Hi all,<p>I'm doing a startup and I feel we need to establish a basis for equity distribution before we get too deep into the project. My partner is hesitant to sign a formal agreement before we get a good sense of who's putting in the most work, as we're all still in school in different places in the world. Would it be possible to sign an agreement that would establish a basic range of equity: like no one partner can get less than X percentage until we are about to get funding and sign an official agreement?<p>He's insisting we wait, but perhaps if we get something in writing it would be something that could hold up in court. I trust my partners - I do - but I think it's wise to establish something from the very start.
======
michaelperalta
The difficulty I see here, if you're not incorporating officially, is that you
are assigning equity on future actions that neither of you know what the value
will be.
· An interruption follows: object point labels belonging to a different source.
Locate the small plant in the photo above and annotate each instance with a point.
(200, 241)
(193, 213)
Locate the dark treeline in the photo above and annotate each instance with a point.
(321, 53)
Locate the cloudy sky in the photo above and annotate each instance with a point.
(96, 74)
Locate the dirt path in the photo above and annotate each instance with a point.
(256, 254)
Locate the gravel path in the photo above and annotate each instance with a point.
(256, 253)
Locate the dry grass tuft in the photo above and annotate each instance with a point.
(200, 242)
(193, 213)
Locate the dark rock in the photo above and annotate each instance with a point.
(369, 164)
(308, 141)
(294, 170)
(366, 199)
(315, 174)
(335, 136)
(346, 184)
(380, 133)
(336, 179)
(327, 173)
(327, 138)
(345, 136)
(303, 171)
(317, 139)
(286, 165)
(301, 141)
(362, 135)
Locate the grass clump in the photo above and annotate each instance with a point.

What I mean by that is that say for instance he is given 60% equity
with the idea in mind that he will do x amount of work. If three months down
the road you think he's not doing x amount will you feel satisfied in giving
this type of equity. I understand you do not want to be taken advantage of in
this scenario as much of the benefit from a start up is gained in the equity
but attempting to decide the equity decision so early on especially if neither
of you is bringing something particularly unique and/or valuable to the
equation is difficult. For that reason I agree with your partner in that you
are probably better of waiting until later on to decide the equity split. As
long as you have the general agreement that you are both in a partnership and
are going to execute on whatever idea I believe the equity question will more
or less work itself out as the work is completed.